Eine weitere Fluchtgeschichte – über einen jungen Mann; nennen wir ihn .. Sven. Er kommt wegen staatsfeindlicher Äußerungen ins Gefängnis. Er hält auch im Knast nicht mit seiner Meinung zurück, dass das DDR-Regime ein einziger Sauhaufen wäre und dem Untergang geweiht. Seine Bewacher reagieren mit harten Schikanen. Schließlich wird er nach über fünf Jahren zu einem Grenzübergang geführt und ohne viel Aufhebens über die Grenze geschickt.

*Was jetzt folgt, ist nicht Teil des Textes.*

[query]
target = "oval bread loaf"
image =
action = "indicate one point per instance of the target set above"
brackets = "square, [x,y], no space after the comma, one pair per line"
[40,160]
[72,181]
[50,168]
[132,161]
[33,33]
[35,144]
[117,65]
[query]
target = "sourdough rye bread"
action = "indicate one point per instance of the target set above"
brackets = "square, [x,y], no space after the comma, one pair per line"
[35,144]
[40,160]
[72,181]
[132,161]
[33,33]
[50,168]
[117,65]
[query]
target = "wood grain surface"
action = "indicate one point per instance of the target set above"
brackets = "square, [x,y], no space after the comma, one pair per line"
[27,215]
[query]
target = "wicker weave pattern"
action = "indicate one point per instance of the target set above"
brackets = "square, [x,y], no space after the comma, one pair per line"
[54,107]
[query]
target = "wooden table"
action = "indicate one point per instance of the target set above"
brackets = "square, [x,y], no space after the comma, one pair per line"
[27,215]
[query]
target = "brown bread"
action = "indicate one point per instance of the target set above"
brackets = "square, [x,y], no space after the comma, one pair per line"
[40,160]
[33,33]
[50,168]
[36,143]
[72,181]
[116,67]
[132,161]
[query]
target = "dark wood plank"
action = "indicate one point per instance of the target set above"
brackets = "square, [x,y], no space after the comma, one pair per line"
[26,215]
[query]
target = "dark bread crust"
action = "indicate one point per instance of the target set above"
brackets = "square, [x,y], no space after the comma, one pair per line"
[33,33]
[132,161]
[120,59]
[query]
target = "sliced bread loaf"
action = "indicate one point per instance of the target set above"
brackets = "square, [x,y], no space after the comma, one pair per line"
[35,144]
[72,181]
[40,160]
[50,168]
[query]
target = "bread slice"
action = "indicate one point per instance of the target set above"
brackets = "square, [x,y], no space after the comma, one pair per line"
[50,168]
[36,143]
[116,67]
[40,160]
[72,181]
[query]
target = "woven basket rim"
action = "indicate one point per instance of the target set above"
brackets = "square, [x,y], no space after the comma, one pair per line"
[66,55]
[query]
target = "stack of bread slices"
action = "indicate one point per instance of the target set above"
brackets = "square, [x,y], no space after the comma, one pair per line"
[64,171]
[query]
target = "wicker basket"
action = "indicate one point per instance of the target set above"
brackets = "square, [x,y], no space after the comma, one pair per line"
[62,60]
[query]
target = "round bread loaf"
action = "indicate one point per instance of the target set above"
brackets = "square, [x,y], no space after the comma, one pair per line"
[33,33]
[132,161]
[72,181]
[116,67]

Sven findet Hilfe bei einem früheren Freund und Studienkollegen, Ulrich, dem die Flucht einige Jahre zuvor gelungen war. Dieser Freund arbeitet angeblich als Taxifahrer, hat aber immer schmutzige Fingernägel. Das kommt unserem jungen Mann irgendwie seltsam vor, aber er ist froh über dessen Hilfe und will deswegen nicht nachhaken. Ein weiterer Bekannter von Ulrich stößt zu der kleinen Gemeinschaft. Sven fühlt sich von ihm regelrecht verhört, dieser Mann will von ihm unendlich viele Details seines Lebens wissen. Schließlich weihen ihn die beiden anderen ihn in einen gewagten Plan ein: sie bauen gemeinsam mit anderen handverlesenen Fluchthelfern einen Tunnel, von einer ehemaligen Bäckerei in Westberlin zu einem alten und verwahrlosten Gebäude im Ostteil der Stadt. Und er ist dazu ausersehen, praktische Hilfe in Form von Geld, Gasmasken und Belüftungsmaterial bei Westberliner Institutionen und Politikern zu besorgen. Aufgrund seiner Geschichte zweifelt niemand an seiner Glaubwürdigkeit. Die Arbeit hat bereits begonnen und ist schon über die Zonengrenze weit gelangt – aber ohne Belüftungsmaterial kann die Arbeit nicht beendet werden. Sven bittet die richtigen Leute um Hilfe – das Material und ausreichend Geld wird zur Verfügung gestellt, die Arbeit kann weitergehen. Schließlich ist der Tunnel fertig. Verbindungsleute im Osten sagen den Verwandten, Freunden und vertrauens-würdigen Fluchtwilligen Bescheid. Die Flucht durch den Tunnel beginnt. Alles ist genau getaktet, damit die Menschen, die in dem alten Gebäude verschwinden, nicht auffallen. In der ersten Nacht werden 28 Leute durch den Tunnel geschleust, in der zweiten Nacht 29 – durch einen dummen Zufall fliegt die ganze Organisation auf! Auch den Fluchthelfern gelingt der Weg zurück nach Westberlin, bevor der Tunnel von ihnen gesprengt wird. Fluchtgeschichten über und unter der Erde, durchs kalte Ostseewasser und durch die Luft gibt es viele.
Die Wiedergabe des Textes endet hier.